You can still get toned with an elliptical, though. An elliptical trainer is especially good if you want to get both the upper and lower body moving. But in terms of strengthening and toning, the StairMaster is the clear winner.
Even bodybuilders need cardio in addition to heavy lifting and strength training. Because of a StairMaster’s greater ability to strengthen and tone, it’s the go-to choice for bodybuilders, especially those who are focusing on the glutes, quads, hamstrings, and calves.
People Also Ask (FAQs)
Is it bad to do the StairMaster every day?
No, it’s completely fine to use a StairMaster every day as long as this doesn’t conflict with any health limitations that you have. Most sources say that you should be getting about 150 minutes of moderate-intensity cardio each week, so to meet this goal, try doing five 30-minute sessions on the StairMaster.
However, if you’re brand new to StairMaster cardio, it’s a good idea to get used to the machine by starting with short 10-minute sessions.

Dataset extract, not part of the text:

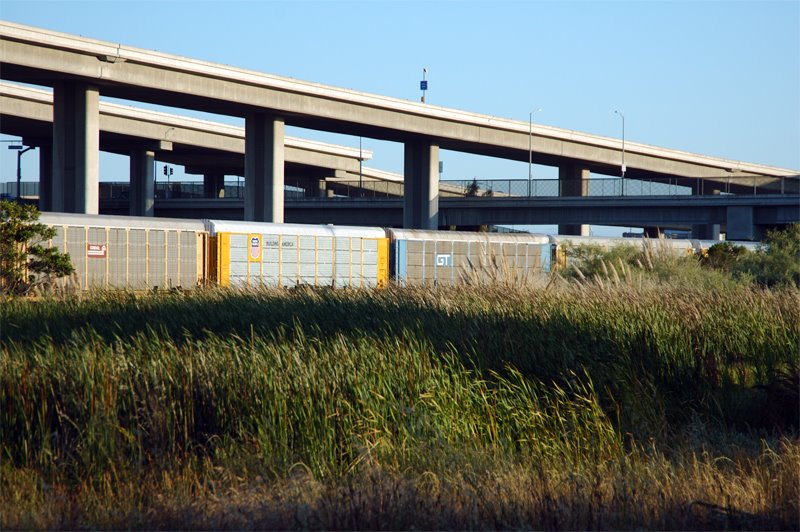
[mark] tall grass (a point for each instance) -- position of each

What burns more calories, an elliptical or StairMaster?
Everyone burns calories at a different rate, so comparing the StairMaster vs elliptical for calories burned can be tricky. However, if you compare 30 minutes of moderate-intensity cardio on the elliptical vs the StairMaster, an elliptical will generally burn more calories.

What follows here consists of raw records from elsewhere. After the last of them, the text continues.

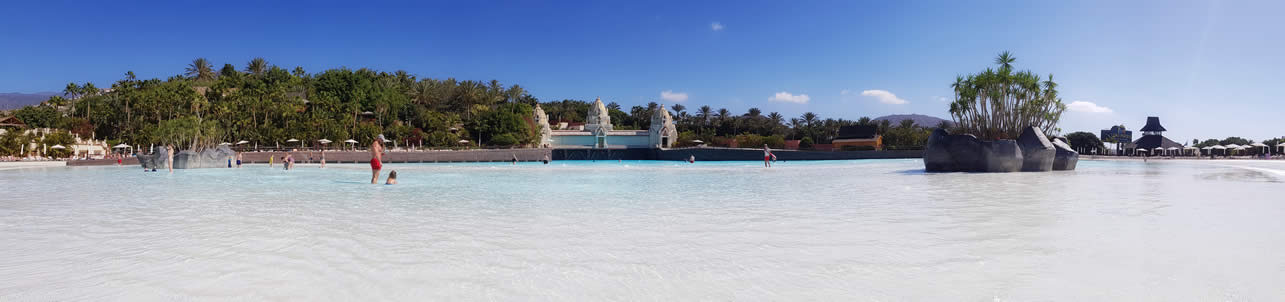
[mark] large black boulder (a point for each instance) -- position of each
(1002, 156)
(207, 158)
(968, 153)
(1065, 158)
(1037, 152)
(937, 156)
(157, 159)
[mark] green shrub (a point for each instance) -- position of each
(504, 140)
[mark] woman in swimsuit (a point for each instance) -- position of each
(767, 156)
(377, 153)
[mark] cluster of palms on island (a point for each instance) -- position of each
(267, 104)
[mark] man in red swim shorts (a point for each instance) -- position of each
(377, 153)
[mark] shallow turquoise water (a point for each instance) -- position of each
(646, 230)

But you also have to keep in mind that a StairMaster is more geared towards toning the glutes, quads, calves, and hamstrings in addition to calorie burning.
Is a StairMaster better than a treadmill?
In this case, "better" is entirely subjective. If you want a workout that’s lower in impact, then absolutely, a StairMaster is better. But if impact isn’t an issue, both machines are fantastic choices for at-home cardio. We covered this topic extensively in our StairMaster vs treadmill guide.
Is 30 minutes on the elliptical enough?
Yes, as mentioned earlier, the recommendation from the American Heart Association is to get 150 minutes of moderate-intensity cardio per week. So five 30-minute elliptical workouts are perfect, or you can do 75 minutes of high-intensity cardio per week instead.
It’s possible to find cheap elliptical machines for the home that deliver low-impact cardio and don’t put too much stress on the knees and hips. StairMasters, on the other hand, are more expensive on average, but they’re great for muscle toning - although you won’t get an upper body workout like you will with an elliptical.
Comparing the StairMaster vs elliptical for cardio is a challenging feat because both machines come with a lot of benefits. When it comes down to choosing between a StairMaster or elliptical, there are a few important things to consider, like the amount of stress you’re willing to put on your joints, whether or not muscle toning is a priority, and your budget.